Евгений Сухов - Кандалы для лиходея
Ротмистр Первого лейб-драгунского Московского Его Величества полка взял Дуняшу тут же, в беседке, прямо на скамейке. Она лишь вскрикнула, когда он резким толчком вошел в нее, а потом лишь шумно дышала и смотрела на князя широко раскрытыми глазами. И зрачки у нее были темны и бездонны, как было бездонным и небо над головой.
Через минуту после того, как он бурно излился, сознание воротилось к нему. Дуняша лежала на скамейке, свесив одну ногу. Глаза ее были наполовину прикрыты. Казалось, она дремлет либо чувства покинули ее…
– Дуняша, – тихо позвал князь.
Она не ответила.
– Дуняша!
Девушка молча посмотрела на него.
– Мне… пора. Спасибо тебе… – произнес ротмистр и, немного помявшись, покинул беседку.
Дуняша еще какое-то время лежала, наблюдая за мигающей звездой. Потом поднялась, привела себя в порядок и вышла. На лице ее были написаны изумление и испуг…
Удивительное дело, но на селе ворота ее дома не намазали дегтем, мужики не щурились и не приставали со скабрезными разговорами, бабы не судачили за ее спиной и не плевали во след, а товарки не отвернулись и даже жалели Дуняшу, втайне ей завидуя: как же, понесла от князя! Как это узнали на селе – про то один Бог ведает, однако ж всем и каждому было известно: Дуняшу обрюхатил князь. Имени-фамилии его не знали, но что это был настоящий князь – ведали.
Через положенный срок родила Дуняша девочку, здоровенькую, крикливую. Дуня назвала ее Маней, так и пошло по селу: Дуняша да Маняша…
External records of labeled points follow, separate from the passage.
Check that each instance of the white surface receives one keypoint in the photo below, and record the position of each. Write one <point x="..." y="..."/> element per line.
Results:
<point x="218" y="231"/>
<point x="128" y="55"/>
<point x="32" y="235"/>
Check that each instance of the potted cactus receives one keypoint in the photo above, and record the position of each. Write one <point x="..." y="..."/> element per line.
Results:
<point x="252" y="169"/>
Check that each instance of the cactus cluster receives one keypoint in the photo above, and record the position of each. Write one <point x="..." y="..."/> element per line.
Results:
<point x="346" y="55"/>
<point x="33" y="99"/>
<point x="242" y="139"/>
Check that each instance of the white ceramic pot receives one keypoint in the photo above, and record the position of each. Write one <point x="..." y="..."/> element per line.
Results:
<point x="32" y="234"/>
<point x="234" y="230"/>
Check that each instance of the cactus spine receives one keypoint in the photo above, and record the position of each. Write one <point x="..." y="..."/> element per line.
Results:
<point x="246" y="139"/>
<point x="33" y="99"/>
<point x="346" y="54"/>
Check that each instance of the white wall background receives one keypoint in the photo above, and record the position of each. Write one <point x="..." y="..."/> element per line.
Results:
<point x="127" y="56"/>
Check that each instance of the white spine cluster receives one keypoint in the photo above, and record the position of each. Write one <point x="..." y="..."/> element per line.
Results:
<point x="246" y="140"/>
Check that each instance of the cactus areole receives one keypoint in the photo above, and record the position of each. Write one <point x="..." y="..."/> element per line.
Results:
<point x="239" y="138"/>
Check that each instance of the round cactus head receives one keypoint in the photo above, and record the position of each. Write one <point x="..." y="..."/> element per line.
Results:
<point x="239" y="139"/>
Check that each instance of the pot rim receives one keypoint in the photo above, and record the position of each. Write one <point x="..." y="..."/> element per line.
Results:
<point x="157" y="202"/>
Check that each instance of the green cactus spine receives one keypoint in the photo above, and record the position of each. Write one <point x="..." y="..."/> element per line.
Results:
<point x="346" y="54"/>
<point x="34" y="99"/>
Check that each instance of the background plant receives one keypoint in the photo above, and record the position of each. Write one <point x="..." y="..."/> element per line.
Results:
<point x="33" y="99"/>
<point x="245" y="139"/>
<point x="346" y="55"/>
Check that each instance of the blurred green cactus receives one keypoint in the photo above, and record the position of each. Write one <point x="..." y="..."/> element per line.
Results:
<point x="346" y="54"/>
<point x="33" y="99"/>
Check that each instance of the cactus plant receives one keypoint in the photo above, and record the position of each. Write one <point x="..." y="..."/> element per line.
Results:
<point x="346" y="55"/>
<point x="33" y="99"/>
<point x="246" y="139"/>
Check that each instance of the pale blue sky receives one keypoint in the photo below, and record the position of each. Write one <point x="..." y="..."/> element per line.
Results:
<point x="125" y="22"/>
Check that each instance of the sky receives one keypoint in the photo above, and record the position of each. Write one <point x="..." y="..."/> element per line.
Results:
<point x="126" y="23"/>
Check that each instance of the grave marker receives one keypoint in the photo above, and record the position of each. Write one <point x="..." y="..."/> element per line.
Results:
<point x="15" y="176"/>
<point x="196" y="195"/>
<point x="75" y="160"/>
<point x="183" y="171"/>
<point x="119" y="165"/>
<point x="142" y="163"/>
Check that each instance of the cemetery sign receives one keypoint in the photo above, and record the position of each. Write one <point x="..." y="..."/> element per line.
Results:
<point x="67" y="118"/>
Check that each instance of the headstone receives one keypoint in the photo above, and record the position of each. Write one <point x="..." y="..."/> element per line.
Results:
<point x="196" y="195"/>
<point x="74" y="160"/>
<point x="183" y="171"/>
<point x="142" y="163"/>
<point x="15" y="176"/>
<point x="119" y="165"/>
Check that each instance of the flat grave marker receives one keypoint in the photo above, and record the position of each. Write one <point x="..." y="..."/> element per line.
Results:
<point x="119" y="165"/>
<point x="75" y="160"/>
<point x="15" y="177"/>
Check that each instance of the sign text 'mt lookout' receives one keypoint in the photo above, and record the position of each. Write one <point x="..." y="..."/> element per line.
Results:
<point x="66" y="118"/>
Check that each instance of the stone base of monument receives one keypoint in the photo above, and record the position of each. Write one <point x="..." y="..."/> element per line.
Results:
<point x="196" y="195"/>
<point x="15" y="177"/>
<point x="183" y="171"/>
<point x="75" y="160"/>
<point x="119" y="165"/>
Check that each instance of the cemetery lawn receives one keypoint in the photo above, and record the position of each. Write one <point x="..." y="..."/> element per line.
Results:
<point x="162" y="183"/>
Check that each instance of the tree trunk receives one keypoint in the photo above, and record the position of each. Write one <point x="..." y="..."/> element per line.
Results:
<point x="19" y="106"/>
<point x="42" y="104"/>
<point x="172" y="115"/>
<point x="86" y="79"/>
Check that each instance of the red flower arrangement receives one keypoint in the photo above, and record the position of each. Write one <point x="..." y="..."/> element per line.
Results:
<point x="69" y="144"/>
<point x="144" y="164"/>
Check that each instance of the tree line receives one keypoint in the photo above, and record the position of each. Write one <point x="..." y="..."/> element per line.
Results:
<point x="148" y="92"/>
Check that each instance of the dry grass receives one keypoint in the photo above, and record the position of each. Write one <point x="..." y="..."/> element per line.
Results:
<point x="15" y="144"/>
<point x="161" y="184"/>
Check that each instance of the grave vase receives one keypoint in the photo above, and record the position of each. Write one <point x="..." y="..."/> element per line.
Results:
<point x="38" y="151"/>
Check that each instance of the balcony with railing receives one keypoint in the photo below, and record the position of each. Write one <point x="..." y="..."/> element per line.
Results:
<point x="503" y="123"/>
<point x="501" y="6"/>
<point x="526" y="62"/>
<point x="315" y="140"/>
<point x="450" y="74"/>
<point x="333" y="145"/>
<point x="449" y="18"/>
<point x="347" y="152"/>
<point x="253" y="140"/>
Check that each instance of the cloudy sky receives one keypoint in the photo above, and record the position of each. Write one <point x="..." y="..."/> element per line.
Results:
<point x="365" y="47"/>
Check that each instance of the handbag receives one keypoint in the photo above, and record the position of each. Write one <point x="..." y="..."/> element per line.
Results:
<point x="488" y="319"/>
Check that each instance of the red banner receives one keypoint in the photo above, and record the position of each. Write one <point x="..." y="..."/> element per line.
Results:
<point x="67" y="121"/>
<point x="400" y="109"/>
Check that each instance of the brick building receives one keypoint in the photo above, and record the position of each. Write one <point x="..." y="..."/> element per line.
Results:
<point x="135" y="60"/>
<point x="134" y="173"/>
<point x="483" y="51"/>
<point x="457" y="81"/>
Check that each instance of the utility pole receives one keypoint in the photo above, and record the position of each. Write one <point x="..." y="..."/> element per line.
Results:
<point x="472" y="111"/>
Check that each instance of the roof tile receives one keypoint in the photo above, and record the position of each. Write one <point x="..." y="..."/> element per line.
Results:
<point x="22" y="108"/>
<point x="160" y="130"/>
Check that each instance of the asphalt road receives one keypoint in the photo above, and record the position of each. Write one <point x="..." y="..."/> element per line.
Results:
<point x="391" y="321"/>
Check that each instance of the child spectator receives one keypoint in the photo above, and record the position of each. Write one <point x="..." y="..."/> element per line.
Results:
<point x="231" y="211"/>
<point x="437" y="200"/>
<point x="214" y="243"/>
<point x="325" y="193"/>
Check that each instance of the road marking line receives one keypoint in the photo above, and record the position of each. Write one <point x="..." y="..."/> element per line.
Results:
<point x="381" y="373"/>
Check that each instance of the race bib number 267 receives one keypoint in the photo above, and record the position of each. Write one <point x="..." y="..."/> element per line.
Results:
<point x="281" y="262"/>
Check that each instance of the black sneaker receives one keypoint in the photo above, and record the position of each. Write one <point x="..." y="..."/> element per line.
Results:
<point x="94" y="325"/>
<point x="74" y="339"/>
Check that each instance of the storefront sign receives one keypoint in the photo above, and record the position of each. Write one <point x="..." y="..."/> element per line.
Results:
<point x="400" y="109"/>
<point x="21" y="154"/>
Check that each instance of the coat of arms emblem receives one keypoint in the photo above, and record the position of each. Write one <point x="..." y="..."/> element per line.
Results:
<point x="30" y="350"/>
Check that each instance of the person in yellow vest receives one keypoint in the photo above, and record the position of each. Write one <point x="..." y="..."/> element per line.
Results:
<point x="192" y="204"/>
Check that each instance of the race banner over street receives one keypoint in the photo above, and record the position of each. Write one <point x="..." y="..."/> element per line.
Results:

Кто ее надоумил следующим летом, когда барин в имение приехал вакацию свою проводить, пойти к нему и все рассказать – тайна за семью печатями. Говаривали на селе, что к этому подбила ее близкая подруга – товарка Глафира, девка бойкая и языкатая. Она, мол, ей и сказала: ступай, Дуняша, к барину и скажи, что от князя у тебя ребеночек народился. Пусть, дескать, отец ребенка вспомоществование какое окажет разовое, а лучше постоянное, поскольку, чай, не чужая ему эта девочка, а дочка!
Дуняша поначалу отнекивалась, робела, да ведь вода и камень точит. Мысли Глафиры касательно разговора с барином понемногу стали как бы ее мыслями. А и то: коли имел князюшка удовольствие ребеночка сделать, имей и обязанности по нему нести. Как говорится, любишь кататься – люби и саночки возить…
Пошла Дуняша к Михаилу Михайловичу. Поклонилась в ножки, да и рассказала ему все.
– Побожись, – велел ей граф, не очень поначалу поверивший в рассказ Дуняши.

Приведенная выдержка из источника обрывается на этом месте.